Damn. It really had happened. I pressed the policeman for information, out of curiosity and he told me, adding conspiringly with a wink,
'But you didn't hear it from me, alright?'
I was not particularly impressed but wondered why he told me and put it down to the fact that everyone likes to think they are important and everyone likes a bit of drama. Either way, the incident added to the surrealism of the day.
At 6 o'clock I finally got through to the friend-who-was-supposed-to-be-in-Aldgate. As he was talking I heard a loud bang.
'What the…?' I asked
'Oh my god…' he said at the same time.
'Where are you?' I asked.
'Between a synagogue and an underground station in the city. I'll call you back,' he replied, ringing off. My hands shook as I hung up the receiver.

He rang back seconds later explaining that it was a controlled explosion. Judging by Friday, Saturday and Sundays' building evatuations, road blocks and further station closures, the first of many.

The attacks in Spain last year 'worked', for a change in government ensued and its troops were withdrawn from Iraq.

The irony here in London, is that Tony Blair, a man who led us to a war that no one wanted, that is still continuing 'unofficially' and that was indicated as a reason for the attacks in London, will gain popularity and hero status due to his cool, calm collectedness in a time of attack.

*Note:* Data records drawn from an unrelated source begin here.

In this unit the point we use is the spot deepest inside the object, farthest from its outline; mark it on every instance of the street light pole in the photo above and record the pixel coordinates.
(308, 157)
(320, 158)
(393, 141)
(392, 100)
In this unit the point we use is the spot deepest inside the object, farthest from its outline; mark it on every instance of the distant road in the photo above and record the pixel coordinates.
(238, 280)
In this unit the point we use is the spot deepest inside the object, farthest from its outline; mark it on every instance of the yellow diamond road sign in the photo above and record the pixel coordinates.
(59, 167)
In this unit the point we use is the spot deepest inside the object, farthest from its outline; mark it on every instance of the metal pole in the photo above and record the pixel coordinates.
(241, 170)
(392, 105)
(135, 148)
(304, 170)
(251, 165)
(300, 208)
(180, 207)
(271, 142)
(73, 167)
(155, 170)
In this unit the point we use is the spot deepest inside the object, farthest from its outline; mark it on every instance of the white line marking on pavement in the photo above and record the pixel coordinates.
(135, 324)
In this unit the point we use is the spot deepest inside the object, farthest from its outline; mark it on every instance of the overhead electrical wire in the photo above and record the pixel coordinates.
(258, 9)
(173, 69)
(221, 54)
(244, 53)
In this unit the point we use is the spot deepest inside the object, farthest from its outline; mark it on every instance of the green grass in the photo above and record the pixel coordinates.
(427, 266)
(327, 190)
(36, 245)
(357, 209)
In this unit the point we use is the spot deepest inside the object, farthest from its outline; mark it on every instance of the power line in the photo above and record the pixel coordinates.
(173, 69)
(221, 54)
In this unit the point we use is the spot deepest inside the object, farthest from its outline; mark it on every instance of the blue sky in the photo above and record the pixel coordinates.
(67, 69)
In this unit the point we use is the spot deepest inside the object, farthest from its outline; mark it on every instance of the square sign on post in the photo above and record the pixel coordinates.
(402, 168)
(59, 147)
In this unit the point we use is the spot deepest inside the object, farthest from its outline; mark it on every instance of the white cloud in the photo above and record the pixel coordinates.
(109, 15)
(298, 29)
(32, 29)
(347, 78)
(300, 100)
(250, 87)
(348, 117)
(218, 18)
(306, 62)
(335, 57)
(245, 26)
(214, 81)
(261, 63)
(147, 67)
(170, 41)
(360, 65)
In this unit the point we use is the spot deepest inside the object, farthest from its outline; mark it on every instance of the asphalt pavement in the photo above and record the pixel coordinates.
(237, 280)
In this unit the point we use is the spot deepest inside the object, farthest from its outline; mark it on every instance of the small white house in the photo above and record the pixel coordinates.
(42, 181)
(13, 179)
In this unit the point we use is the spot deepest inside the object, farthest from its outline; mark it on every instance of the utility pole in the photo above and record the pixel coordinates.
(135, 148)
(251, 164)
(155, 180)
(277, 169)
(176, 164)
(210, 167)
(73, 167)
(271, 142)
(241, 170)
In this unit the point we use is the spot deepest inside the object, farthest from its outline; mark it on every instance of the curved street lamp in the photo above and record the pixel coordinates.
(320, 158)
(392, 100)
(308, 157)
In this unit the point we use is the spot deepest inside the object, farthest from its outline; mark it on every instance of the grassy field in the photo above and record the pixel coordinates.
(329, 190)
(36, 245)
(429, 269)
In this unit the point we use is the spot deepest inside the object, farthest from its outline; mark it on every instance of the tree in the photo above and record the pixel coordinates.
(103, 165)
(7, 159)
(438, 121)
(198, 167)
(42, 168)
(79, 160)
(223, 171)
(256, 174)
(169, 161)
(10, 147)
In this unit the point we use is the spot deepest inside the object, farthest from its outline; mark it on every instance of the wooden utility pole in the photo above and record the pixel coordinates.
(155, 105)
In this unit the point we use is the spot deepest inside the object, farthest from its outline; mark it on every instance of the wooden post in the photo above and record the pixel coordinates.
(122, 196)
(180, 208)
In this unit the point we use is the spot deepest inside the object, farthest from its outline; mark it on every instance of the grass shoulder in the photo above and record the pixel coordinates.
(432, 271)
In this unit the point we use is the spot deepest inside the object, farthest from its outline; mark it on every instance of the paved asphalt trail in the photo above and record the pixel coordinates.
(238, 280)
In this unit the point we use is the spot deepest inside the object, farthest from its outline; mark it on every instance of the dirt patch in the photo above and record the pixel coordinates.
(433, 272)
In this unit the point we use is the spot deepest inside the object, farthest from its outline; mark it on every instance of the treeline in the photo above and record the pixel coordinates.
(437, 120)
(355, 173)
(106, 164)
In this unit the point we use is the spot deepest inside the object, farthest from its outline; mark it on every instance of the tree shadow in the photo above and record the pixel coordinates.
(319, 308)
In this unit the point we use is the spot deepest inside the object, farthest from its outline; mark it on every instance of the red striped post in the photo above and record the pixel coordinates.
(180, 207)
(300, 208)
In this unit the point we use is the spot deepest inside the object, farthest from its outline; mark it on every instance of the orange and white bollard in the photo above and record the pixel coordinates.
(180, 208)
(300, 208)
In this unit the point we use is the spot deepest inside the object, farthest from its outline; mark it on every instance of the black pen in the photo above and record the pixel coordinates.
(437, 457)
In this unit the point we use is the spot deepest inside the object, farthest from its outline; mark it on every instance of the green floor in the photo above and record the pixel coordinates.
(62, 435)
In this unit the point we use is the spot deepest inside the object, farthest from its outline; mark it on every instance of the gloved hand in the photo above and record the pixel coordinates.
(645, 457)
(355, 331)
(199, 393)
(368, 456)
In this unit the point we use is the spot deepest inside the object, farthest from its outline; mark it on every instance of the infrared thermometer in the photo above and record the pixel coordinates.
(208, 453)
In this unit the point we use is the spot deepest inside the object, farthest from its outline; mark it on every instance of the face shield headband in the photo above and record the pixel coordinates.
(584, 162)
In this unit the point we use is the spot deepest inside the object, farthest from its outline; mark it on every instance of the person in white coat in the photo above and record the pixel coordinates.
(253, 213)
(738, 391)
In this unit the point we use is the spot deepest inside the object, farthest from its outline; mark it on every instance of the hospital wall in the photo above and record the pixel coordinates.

What do such attacks as 7/7 prove? That London's transport system is an easy target? That sheltered Londoners (of all faiths) are no more immune to terrorism than the rest of the world despite having a large Muslim population? Or perhaps that the situation in the Middle East is far from resolved. Whatever the answer, sadly, opinions of Muslim countries and Islam are plummeting and becoming synonymous with jihad, terror and, of course, Al Quaeda. The extreme fundamentalists if that is who they are are spoiling what little peace there is, giving Islam a bad name and creating further insularity. All religions are united in, amongst other things, the belief that it is wrong to kill another. The leaders of every faith in the United Kingdom have united in a single body to condemn the attacks. Just as the world, rich and poor, has begun to unite in tackling the issues that affect us all, in a bid to right passed wrongs, such senseless attacks are beginning to cause a regression to racial intolerance, religious hatred and once again dividing the world between east and west.